L’Africa cambia marcia con le energie verdi

ouarzazate

Il cliché dice che il futuro economico globale passi per l’Africa, nonostante crisi e instabilità cronica. Ma forse oggi possiamo vedere una certa verità in questo assunto. Dal Senegal al Marocco, le energie verdi stanno prendendo sempre più spazio nel continente, e potrebbero essere un grande volano economico e sociale.

Marocco – In Marocco è stata accesa pochi giorni fa la prima parte di Noor1, il più grande impianto solare del mondo. Quando sarà a pieno regime, entro il 2018, Noor1 sarà la centrale solare più grande del mondo, con un’area complessiva che supera i 3,000 ettari totali.

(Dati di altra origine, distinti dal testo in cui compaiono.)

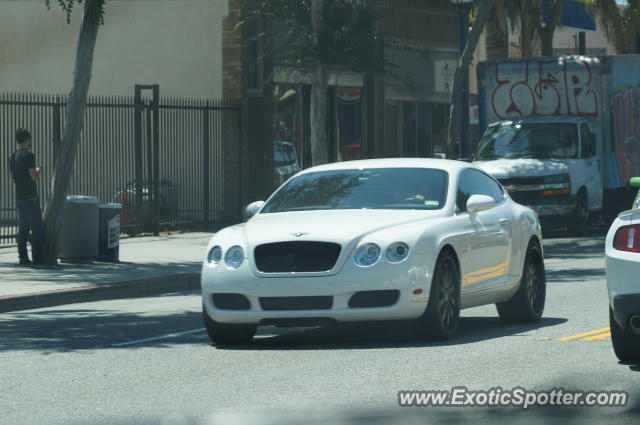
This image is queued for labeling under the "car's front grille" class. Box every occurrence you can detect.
[349,289,400,308]
[498,176,546,187]
[212,294,251,310]
[253,241,340,273]
[260,296,333,311]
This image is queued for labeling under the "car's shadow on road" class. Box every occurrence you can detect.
[216,317,567,350]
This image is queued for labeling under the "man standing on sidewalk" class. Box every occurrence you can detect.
[9,128,44,265]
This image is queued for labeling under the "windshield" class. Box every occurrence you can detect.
[475,123,578,161]
[261,168,448,213]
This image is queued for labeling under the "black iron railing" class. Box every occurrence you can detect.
[0,92,241,245]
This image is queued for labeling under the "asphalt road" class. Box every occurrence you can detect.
[0,232,640,425]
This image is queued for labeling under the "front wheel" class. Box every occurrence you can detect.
[202,306,257,345]
[609,307,640,362]
[567,192,589,236]
[496,241,547,323]
[415,251,460,340]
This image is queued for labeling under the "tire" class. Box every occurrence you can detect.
[202,306,257,345]
[609,307,640,363]
[496,241,547,323]
[567,191,589,236]
[414,251,460,341]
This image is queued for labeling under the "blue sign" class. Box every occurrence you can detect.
[542,0,596,31]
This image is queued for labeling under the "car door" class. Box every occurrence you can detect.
[456,169,513,300]
[580,122,602,210]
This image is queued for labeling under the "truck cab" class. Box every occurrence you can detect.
[473,116,603,234]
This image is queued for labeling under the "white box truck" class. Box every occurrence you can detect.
[473,55,640,233]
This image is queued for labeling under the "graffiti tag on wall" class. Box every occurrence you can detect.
[612,88,640,182]
[489,59,598,119]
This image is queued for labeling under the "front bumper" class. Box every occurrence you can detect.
[202,262,430,324]
[509,190,578,218]
[606,245,640,329]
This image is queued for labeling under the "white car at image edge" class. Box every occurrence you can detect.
[605,209,640,362]
[202,158,546,344]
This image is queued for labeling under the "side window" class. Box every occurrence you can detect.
[456,169,502,212]
[580,123,597,158]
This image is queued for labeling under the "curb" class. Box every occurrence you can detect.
[0,273,200,313]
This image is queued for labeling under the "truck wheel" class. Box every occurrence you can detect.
[567,191,589,236]
[609,307,640,362]
[496,241,547,323]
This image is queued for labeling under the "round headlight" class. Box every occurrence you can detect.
[224,246,244,269]
[207,245,222,264]
[387,242,409,263]
[355,243,380,267]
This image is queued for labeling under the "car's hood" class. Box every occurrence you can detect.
[242,209,445,247]
[473,158,569,178]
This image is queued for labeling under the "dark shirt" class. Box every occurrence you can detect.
[9,149,38,199]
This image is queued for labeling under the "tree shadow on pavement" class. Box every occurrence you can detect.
[0,299,566,355]
[0,309,209,354]
[546,268,606,283]
[217,317,567,350]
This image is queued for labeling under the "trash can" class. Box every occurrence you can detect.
[58,195,99,261]
[98,204,122,263]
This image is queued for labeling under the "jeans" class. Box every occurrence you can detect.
[16,199,44,263]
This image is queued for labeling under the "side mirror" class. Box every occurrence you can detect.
[244,201,264,221]
[467,195,496,213]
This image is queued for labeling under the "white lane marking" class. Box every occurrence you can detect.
[111,328,205,347]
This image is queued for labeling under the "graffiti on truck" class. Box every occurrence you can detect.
[611,87,640,182]
[489,59,598,119]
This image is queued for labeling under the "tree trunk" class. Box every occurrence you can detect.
[44,0,104,264]
[447,0,496,156]
[311,0,329,165]
[540,27,553,56]
[538,0,564,56]
[480,0,509,61]
[311,63,329,165]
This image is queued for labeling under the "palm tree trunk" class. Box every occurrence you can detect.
[44,0,104,264]
[485,0,509,61]
[311,0,329,165]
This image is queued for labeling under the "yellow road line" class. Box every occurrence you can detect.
[556,328,609,341]
[580,332,611,341]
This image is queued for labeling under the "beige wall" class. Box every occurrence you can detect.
[0,0,228,98]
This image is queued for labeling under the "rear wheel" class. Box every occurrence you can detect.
[202,306,257,345]
[496,241,547,323]
[609,307,640,362]
[415,251,460,340]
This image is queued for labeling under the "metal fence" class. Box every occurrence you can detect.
[0,93,241,245]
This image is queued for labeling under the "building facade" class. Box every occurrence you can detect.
[0,0,229,98]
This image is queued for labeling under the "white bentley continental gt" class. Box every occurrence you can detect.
[202,158,546,344]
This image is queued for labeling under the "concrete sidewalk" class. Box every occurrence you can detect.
[0,233,212,313]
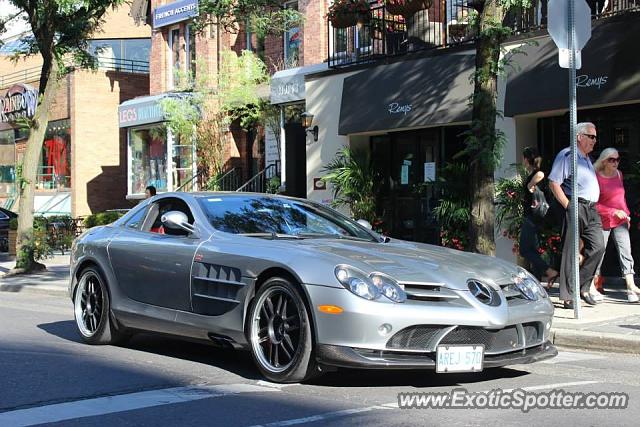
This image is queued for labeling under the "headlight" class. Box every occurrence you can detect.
[369,273,407,302]
[513,267,547,301]
[335,265,380,300]
[335,265,407,302]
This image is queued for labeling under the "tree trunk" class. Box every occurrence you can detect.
[467,0,504,256]
[15,64,59,272]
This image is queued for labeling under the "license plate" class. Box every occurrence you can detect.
[436,345,484,373]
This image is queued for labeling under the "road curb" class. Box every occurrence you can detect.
[551,329,640,354]
[0,284,68,296]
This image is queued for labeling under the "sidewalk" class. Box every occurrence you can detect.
[0,253,640,354]
[0,252,69,297]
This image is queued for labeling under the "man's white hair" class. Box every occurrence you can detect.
[576,122,596,135]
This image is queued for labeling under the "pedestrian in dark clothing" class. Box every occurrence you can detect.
[144,185,156,199]
[549,123,605,309]
[520,147,558,287]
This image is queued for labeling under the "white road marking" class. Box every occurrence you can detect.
[256,380,300,390]
[252,403,398,427]
[252,381,598,427]
[0,384,277,427]
[540,351,605,364]
[502,381,599,392]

L’impianto sarà in grado di fornire energia pulita a oltre 1 milione di abitazioni. Grazie ai suoi 500,000 specchi, installati su una superficie di 24 chilometri quadrati, Noor1 sarà in grado di produrre 160 MW quotidiani, soddisfacendo le necessità di quasi 650mila persone. Una potenza “verde” in grado di migliorare sensibilmente economia e società in Marocco, sfruttando diverse tecnologie: un sistema di concentrazione solare, un impianto solare termodinamico a specchi parabolici da 300 MW e una serie di collettori parabolici da 150 MW totali. Un vero impianto di ultima generazione, non soltanto una centrale solare di grandi dimensioni.

Costo totale? Quasi 9 miliardi di dollari, finanziati per oltre 400 milioni dal Climate Investment Fund. Ma gli effetti sono davvero positivi. Il costo dell’energia elettrica, infatti, potrebbe crollare di quasi il 45% in tutta la regione.

Senegal – Intanto in Africa Occidentale si muovono anche i progetti per il futuro. Entro due anni sarà pronta una centrale fotovoltaica in grado di aumentare la produzione elettrica del Senegal, grazie a un accordo tra il governo di Dakar e la società IFC, legata alla Banca Mondiale. L’iniziativa, lanciata nel gennaio 2015 dalla Banca Mondiale, fa riferimento a progetti che implichino aziende private per sviluppare sistemi di produzione elettrica grazie al solare, accelerandone l’espansione in Africa.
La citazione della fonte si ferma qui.